This summary highlights and compares major provisions in the U.S. House of Representatives (House) and Senate versions of the Farm Bill that may be of particular interest to food companies and retailers. As they left town for the President’s Day recess, the Senate offered the House an outline of spending that is reportedly $12.3 billion over the current baseline. In a meeting today, February 19, 2008, with agricultural groups, House Agriculture Committee Chairman Collin Peterson said he believes a compromise will be reached with the Senate during the current recess so that House and Senate conferees can carve up the pie when they return to Washington, D.C. early next week. Currently, House and Senate staff are conducting meetings to iron out the differences between the two versions in advance of the return of the conferees. Hanging over the conference committee is a sustained veto threat by the White House, based on unhappiness with funding increases, how those increases will be paid for, and Congress’s refusal to adopt reforms supported by the White House. Time is running out for a compromise, with the current Farm Bill extended only until March 15, 2008. If a new bill has not been passed or the current bill not extended, farm programs would revert to permanent law under the Agricultural Adjustment Act of 1949 (’49 Act). Operating under the ’49 Act would increase payments for some commodities while excluding payments for many other commodities that have farm program benefits granted subsequent to the passage of the ’49 Act.
The major Farm Bill provisions outlined in this alert are:
- Country of origin labeling (COOL)
- Commodity programs
- Trade
- Nutrition
- Horticulture, specialty crops, and organic agriculture
- Miscellaneous provisions
Country of Origin Labeling (COOL)
Before House passage of its version of the Farm Bill, stakeholders reached a compromise on COOL. The compromise held during consideration of the Senate version of the bill, with only one modification: the Senate added chicken and macadamia nuts to the list of covered commodities. Implementation of the original COOL provision for meat, which was contained in the 2002 Farm Bill, has been delayed by a provision in an appropriations bill, but it is now due to go into effect by September 30, 2008.

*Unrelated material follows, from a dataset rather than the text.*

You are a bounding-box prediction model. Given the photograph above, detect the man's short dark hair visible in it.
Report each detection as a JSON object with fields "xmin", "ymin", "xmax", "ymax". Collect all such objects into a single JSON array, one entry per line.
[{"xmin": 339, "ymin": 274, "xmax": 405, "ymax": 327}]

Under the compromise that would replace the original COOL, a retailer of beef, lamb, pork, and goat may designate the product as having a United States (U.S.) country of origin if the commodity is derived from an animal that was exclusively born, raised, and slaughtered in the United States, or was born and raised in Alaska or Hawaii and transported for a period of not more than 60 days through Canada to the United States and then slaughtered in the United States. For multiple countries of origin, a retailer may designate the country of origin of the commodity as all of the countries in which the animal may have been born, raised, or slaughtered. If the commodity is from a foreign country, a retailer would be required to designate a country other than the United States as the country of origin.
No changes were made to the labeling requirements for fish, which went into effect in 2005 and remain in effect today. In the case of farm-raised fish, it must be hatched, raised, harvested, and processed in the United States to be labeled as U.S. product. For wild fish, it must be harvested in the United States, a territory of the United States, in a state, or by a vessel that is registered in the United States or is documented under chapter 121 of title 46 of the U.S. Code, and must be processed in the United States, a territory, or a state, including the waters of a state.
The penalty and audit provisions were modified in both the House and Senate versions in a manner that would shift some of the burdens of recordkeeping and potential liability from retailers to suppliers. Also, the maximum penalty for violations would be reduced from $10,000 to $1,000 per violation.